After our conversation, I was feeling pretty inspired. Clearly this facility had it all figured out, right? Well here’s where it gets interesting. When my wife came back to the room with our oldest son, I could tell she was upset. “What happened?” I asked her. She told me that the therapist had been extremely rude, going so far as to ask her to leave the gym while her father was being rehabbed. Now, my wife is an OT with years of experience in geriatric care, so she knows her way around a rehab unit. She’s also one of the nicest people you’ll ever meet. She had wanted to be part of the family education process to ensure safe carryover of the therapy to home, but was instead hustled out of the gym by a therapist who had clearly not studied the care plan before treatment. She was so upset she was ready to pull her father out of the facility and place him elsewhere!

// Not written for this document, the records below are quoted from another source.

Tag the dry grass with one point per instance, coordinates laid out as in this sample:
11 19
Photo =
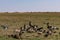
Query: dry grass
17 20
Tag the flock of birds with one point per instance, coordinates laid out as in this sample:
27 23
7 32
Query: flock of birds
33 28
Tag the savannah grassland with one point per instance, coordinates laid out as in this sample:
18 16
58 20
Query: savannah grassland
17 20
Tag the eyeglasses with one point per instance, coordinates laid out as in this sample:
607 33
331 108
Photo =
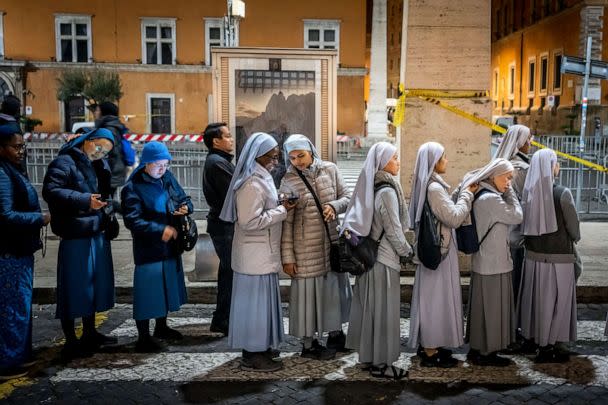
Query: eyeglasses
99 150
160 165
19 147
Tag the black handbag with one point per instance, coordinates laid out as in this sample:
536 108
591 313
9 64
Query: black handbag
334 249
429 239
187 232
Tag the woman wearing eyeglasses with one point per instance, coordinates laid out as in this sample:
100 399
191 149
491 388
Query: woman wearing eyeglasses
20 221
150 200
76 186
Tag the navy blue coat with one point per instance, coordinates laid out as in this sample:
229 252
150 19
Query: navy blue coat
68 184
20 216
147 204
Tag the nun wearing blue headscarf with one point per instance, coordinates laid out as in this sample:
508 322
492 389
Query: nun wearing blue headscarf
252 204
20 221
319 299
150 200
76 186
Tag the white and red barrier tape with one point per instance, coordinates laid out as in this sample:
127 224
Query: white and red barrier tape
44 136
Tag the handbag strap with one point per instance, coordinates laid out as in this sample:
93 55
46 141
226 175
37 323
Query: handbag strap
317 202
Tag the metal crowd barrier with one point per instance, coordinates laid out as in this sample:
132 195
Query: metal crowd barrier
187 167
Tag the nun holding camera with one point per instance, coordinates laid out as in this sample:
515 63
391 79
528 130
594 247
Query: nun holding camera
151 200
252 204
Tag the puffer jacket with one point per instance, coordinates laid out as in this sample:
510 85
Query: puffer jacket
256 247
304 239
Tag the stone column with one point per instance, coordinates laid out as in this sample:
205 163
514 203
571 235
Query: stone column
377 124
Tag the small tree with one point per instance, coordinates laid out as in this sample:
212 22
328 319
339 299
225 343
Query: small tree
96 86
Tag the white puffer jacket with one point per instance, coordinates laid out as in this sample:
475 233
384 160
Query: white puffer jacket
304 241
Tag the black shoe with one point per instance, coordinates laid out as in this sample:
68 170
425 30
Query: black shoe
490 360
75 350
167 333
11 373
437 360
337 342
219 328
148 344
259 361
549 354
273 353
94 341
318 352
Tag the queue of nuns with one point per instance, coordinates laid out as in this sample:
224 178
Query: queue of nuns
522 295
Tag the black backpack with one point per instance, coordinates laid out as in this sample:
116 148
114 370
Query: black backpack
359 259
428 246
466 235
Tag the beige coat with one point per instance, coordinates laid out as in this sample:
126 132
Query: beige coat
450 215
257 231
304 240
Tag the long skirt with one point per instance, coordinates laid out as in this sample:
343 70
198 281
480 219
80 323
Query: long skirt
436 311
491 321
316 304
158 288
256 316
373 330
547 303
85 277
16 275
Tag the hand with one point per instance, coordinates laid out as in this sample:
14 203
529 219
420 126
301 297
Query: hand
289 205
329 214
473 188
290 269
169 233
96 203
183 210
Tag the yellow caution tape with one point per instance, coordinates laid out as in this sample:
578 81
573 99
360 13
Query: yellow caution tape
502 130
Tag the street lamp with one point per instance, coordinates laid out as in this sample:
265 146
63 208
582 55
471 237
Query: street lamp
236 12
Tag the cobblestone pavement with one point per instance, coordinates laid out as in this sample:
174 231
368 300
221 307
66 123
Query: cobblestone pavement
203 369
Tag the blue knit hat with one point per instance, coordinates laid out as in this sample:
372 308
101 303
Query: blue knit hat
154 151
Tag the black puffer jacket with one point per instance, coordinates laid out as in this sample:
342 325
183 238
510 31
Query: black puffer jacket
116 157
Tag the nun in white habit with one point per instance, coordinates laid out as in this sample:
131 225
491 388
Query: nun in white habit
319 299
256 320
491 321
514 148
436 311
375 312
547 306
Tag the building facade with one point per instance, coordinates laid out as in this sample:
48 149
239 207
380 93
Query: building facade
529 40
162 53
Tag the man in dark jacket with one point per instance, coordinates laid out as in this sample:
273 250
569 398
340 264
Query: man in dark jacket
106 116
216 179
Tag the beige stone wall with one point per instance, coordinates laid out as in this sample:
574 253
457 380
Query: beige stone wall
448 49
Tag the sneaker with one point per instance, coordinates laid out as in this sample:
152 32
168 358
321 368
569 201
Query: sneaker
167 333
438 360
549 354
318 352
148 344
260 362
337 343
11 373
219 328
491 360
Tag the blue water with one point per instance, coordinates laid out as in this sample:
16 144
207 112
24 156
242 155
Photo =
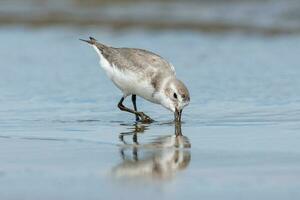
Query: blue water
61 131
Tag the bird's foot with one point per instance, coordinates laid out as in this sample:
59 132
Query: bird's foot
145 118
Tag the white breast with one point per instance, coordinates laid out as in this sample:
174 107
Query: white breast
127 81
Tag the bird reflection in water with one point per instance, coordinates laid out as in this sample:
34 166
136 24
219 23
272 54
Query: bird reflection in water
159 159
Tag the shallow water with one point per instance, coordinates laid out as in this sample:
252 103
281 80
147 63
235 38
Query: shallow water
62 136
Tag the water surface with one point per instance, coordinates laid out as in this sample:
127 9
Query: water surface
62 136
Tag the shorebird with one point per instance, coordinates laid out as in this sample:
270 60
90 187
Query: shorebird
139 72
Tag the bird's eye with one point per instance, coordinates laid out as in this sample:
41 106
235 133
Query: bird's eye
175 95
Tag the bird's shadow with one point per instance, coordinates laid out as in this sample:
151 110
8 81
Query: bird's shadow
158 159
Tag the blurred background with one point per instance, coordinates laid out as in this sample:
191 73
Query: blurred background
254 16
62 136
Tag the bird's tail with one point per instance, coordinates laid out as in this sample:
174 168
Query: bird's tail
93 41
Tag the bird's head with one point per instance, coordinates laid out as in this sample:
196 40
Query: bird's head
176 97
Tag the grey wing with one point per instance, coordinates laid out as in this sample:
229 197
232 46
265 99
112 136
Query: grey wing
140 61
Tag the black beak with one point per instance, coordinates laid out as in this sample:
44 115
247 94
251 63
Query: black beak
178 115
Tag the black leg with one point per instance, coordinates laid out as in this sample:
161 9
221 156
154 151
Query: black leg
133 98
144 117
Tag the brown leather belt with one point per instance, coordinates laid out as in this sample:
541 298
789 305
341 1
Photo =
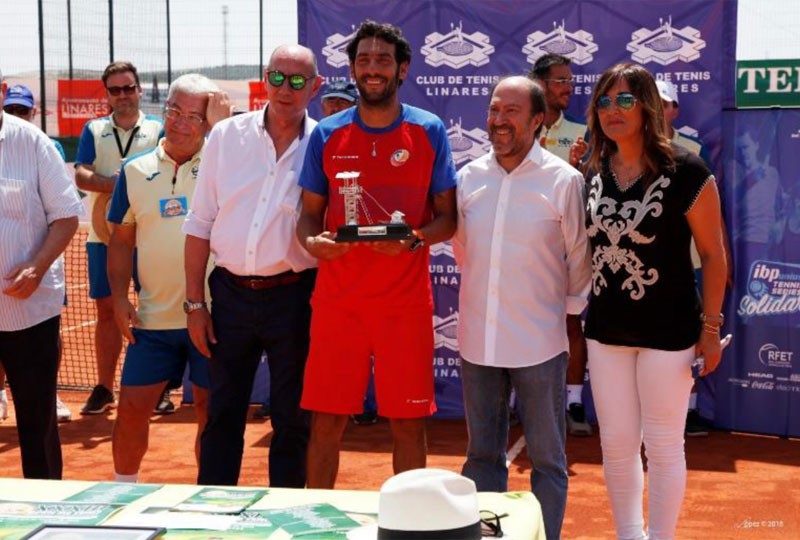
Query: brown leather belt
259 283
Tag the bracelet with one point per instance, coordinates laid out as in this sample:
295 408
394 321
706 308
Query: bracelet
714 319
710 329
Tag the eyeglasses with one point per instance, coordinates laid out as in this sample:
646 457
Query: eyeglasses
563 81
624 100
490 524
17 110
170 113
296 81
117 90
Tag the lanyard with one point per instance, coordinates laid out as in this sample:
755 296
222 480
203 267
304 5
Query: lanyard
124 153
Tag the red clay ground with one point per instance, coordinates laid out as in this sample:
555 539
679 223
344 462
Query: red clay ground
740 486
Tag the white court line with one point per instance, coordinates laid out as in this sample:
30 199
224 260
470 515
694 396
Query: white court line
79 326
514 451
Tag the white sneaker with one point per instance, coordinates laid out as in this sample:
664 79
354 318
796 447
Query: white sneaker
62 411
3 407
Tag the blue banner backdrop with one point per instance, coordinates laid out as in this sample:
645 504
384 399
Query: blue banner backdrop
757 387
460 47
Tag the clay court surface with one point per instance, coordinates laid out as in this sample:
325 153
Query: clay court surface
740 486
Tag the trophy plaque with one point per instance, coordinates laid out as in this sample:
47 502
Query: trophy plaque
371 231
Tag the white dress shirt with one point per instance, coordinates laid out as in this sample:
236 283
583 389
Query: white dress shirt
247 202
35 190
522 247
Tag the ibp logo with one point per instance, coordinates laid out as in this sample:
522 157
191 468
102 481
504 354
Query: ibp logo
467 145
335 48
665 44
578 46
770 355
457 49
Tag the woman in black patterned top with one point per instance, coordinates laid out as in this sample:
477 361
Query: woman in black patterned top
646 324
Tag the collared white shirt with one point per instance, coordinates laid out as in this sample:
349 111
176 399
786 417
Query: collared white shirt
522 248
247 202
35 190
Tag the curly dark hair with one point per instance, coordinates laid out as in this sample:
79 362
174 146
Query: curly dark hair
383 31
658 152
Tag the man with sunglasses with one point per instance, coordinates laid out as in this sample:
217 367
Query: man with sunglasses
566 138
151 198
105 142
374 298
39 211
244 211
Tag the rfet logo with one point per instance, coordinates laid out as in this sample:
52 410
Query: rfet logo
335 48
578 46
665 44
457 49
770 355
467 145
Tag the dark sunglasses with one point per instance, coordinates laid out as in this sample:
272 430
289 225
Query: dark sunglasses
296 81
17 110
624 100
117 90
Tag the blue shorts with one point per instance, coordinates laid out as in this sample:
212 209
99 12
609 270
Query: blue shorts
161 355
98 272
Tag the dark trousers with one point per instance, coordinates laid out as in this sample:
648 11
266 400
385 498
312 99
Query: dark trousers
30 357
247 322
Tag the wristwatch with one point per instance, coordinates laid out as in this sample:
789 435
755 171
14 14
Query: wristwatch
189 306
419 241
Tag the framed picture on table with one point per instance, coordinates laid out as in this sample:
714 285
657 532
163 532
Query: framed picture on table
93 532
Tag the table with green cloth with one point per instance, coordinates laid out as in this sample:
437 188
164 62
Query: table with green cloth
275 513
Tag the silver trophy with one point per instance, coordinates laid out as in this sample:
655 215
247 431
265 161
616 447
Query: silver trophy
372 231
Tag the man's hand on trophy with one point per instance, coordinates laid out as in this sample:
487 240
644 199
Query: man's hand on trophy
391 247
324 247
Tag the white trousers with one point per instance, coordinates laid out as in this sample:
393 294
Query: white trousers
640 395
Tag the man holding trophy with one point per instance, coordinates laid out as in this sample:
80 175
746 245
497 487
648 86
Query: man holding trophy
378 187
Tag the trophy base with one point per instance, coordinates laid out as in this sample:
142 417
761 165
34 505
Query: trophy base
373 233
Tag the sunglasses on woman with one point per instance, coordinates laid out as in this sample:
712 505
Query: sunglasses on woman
296 81
623 100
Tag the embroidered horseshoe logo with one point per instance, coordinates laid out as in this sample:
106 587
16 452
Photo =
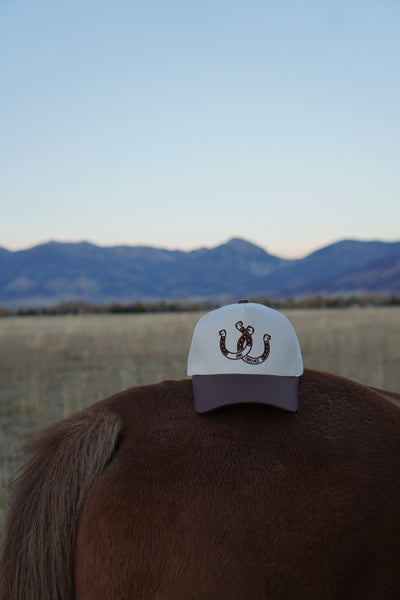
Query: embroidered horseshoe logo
244 345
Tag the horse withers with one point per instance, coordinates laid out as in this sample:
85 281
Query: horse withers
140 497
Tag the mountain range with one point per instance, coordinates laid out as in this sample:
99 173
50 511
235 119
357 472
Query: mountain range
55 272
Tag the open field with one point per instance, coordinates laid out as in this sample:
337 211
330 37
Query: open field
53 366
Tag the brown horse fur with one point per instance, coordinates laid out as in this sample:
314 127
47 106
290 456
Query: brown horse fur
246 502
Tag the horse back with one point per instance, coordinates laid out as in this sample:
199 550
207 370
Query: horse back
247 501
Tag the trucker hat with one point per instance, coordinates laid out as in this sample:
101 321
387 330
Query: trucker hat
245 352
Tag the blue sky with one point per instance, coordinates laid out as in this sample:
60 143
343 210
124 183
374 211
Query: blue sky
182 124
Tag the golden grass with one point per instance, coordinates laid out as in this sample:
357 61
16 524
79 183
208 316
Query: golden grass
53 366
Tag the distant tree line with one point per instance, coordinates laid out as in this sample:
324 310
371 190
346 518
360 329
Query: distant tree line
80 308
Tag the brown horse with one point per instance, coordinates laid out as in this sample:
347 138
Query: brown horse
139 497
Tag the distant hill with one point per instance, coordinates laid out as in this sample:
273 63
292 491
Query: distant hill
56 272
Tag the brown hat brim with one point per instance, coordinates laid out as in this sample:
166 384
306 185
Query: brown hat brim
212 391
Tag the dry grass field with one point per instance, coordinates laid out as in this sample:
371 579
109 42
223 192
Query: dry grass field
53 366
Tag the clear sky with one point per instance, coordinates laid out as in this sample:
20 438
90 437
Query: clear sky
181 124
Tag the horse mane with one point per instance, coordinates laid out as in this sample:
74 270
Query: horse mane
64 459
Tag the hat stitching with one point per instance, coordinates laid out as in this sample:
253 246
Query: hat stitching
244 345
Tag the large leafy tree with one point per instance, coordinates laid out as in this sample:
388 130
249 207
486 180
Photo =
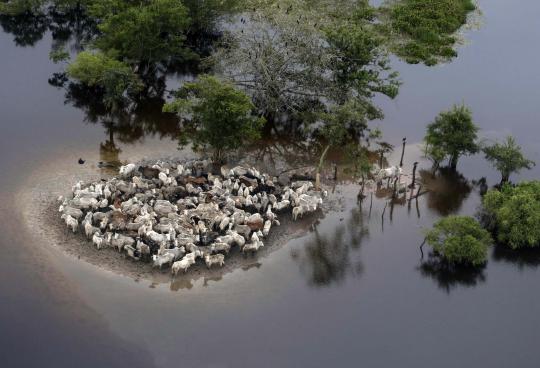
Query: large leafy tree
296 57
513 214
451 135
459 240
111 76
507 158
220 115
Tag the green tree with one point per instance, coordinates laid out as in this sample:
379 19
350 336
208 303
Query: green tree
459 240
423 31
302 57
452 134
343 126
507 158
513 214
221 115
115 78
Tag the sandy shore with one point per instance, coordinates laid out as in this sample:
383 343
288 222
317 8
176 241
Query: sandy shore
37 201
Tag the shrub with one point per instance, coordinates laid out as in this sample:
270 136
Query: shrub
451 134
513 214
507 158
221 116
459 240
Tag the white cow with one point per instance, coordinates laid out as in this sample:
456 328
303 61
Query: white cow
390 173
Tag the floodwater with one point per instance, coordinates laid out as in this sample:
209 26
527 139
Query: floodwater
354 291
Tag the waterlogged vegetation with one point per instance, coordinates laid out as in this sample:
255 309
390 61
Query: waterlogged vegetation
451 135
513 214
304 74
507 158
424 31
459 240
220 117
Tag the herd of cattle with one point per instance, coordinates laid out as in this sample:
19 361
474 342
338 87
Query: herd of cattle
172 214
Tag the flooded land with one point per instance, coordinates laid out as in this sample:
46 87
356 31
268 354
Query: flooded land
346 286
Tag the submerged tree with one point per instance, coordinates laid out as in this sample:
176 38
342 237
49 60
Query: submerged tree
459 240
220 115
513 214
421 31
113 77
452 134
507 158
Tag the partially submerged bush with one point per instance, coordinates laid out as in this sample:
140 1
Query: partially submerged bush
459 240
423 31
507 158
513 214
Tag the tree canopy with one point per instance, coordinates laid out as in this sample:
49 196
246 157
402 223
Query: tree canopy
451 135
292 62
513 214
507 158
423 31
459 240
112 76
221 115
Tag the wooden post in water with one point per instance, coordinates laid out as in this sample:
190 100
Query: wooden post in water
394 190
402 152
413 183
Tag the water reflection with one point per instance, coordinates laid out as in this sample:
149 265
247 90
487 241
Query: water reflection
521 258
447 190
448 277
328 257
70 26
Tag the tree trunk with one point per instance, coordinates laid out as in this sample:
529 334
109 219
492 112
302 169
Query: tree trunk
319 168
453 161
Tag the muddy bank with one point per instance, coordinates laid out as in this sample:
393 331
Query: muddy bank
37 200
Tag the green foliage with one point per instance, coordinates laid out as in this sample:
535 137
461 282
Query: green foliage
297 57
513 214
204 13
143 31
358 45
507 158
451 134
220 114
423 31
112 76
459 240
14 7
58 55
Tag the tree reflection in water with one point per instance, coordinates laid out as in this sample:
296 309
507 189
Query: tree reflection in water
69 26
449 277
447 190
327 259
521 258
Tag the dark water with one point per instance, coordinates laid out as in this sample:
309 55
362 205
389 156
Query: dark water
352 292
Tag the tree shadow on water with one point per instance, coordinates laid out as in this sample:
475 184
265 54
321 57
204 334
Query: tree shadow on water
520 258
329 258
447 190
448 277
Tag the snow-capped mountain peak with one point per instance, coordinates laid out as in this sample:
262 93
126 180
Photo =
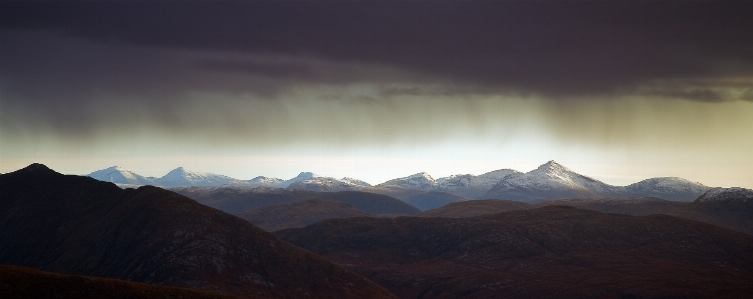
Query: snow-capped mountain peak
355 182
734 194
181 177
118 175
419 181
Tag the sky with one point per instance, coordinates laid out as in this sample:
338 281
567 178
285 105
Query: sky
620 91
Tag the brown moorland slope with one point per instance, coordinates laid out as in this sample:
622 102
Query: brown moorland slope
22 283
474 208
730 213
78 225
300 214
549 252
238 199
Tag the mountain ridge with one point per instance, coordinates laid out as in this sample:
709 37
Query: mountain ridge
549 181
80 225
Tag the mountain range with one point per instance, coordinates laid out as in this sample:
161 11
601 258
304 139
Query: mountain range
94 239
549 181
82 226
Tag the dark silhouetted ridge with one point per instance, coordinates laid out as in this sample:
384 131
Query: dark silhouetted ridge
78 225
22 283
550 252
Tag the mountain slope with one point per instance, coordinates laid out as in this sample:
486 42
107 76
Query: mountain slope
325 184
420 181
432 200
21 283
551 252
471 186
669 188
236 199
82 226
729 208
119 175
549 181
299 214
472 208
181 177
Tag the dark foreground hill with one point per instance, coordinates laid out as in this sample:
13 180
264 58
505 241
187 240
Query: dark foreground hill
432 200
22 283
732 212
236 199
474 208
300 214
550 252
78 225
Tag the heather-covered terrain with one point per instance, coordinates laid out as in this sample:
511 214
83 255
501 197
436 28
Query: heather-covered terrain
78 225
235 199
300 214
549 252
22 283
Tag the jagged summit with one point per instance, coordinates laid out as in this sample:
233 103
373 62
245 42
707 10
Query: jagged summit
551 167
35 168
182 177
419 181
307 175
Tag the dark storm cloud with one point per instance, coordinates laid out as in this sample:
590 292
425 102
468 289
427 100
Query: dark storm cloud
342 71
551 48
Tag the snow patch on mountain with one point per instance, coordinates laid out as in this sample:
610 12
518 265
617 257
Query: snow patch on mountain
265 181
471 186
669 188
324 184
181 177
734 194
549 181
355 182
420 181
119 175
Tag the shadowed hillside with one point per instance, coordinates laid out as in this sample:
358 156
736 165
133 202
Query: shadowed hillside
550 252
21 283
474 208
78 225
432 200
300 214
237 199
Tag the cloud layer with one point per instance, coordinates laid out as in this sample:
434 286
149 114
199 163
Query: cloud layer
269 73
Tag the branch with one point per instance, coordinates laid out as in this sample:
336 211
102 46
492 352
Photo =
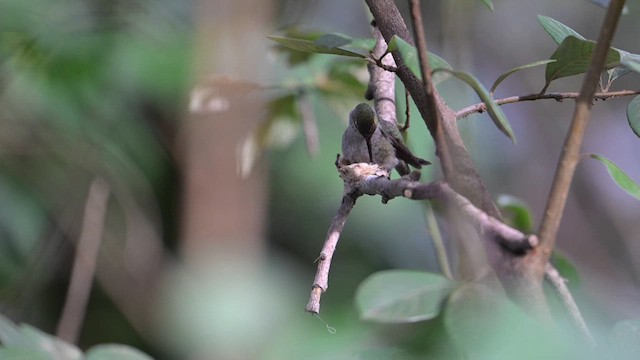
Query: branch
382 82
364 179
84 265
377 61
558 96
571 149
321 280
563 292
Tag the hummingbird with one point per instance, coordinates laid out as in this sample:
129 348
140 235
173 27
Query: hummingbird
366 140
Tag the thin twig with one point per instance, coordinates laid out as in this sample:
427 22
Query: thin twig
423 58
436 239
563 292
84 265
407 111
570 154
365 179
558 96
321 280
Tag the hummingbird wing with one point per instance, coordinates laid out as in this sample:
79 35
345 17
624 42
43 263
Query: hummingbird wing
391 132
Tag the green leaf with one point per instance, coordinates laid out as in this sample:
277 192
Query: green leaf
337 40
488 4
620 177
633 115
313 47
402 296
522 67
484 324
566 268
619 71
519 213
557 30
498 117
115 351
573 57
410 57
625 339
9 334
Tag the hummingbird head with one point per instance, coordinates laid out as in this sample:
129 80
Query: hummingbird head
363 118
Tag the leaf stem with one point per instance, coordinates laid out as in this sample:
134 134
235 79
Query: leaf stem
558 96
570 154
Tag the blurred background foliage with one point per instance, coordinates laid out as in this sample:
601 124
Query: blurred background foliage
106 89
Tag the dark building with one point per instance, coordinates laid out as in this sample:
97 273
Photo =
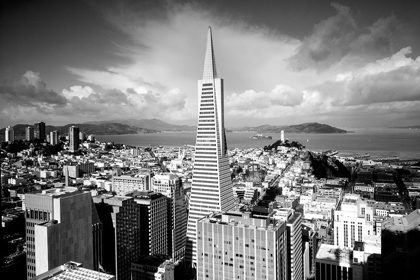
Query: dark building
121 233
39 130
401 247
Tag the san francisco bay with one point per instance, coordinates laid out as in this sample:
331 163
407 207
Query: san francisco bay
404 143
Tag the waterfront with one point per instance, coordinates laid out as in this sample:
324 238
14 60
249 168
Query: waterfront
403 143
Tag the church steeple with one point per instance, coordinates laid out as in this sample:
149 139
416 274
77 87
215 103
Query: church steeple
209 61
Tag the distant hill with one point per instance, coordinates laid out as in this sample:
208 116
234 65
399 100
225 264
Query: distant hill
299 128
98 129
150 124
408 127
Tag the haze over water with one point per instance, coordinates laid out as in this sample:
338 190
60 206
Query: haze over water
403 143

So there you have it. Two radically different customer experiences in the same facility, with the same patient, on the same day, in the same unit. That, in a nutshell, encapsulates the challenge we face as an industry. I was reminded of what Colleen Barrett had told me just last week, “customers evaluate the organization as a whole, not department by department.” One negative experience blows it for everyone.
So what is the solution? How can we possibly hope to ensure consistent quality and service excellence in such an environment? There is no silver bullet, but I believe that the answer is “culture.” We have to create a culture of service excellence that is so strong and appealing that every single Signature stakeholder wants to exceed expectations. We have to connect people to their purpose, to put the “why” back in healthcare (as Quint Studer so aptly puts it).
We have to provide the environment and resources that will allow people to do their best work every single day. That means engaged leadership that cares about customer service and quality. It means process mapping for consistency. It means good training and education. It means treating ALL stakeholders respectfully. It means leaders who are accountable not just for the bottom line, but for the quality of the experience for stakeholders, families, and residents.
We have to remember that this is sacred work and treat our facilities like holy ground.
I’d really love to hear from the field on this one. How do you think we’re doing today? What could we do better?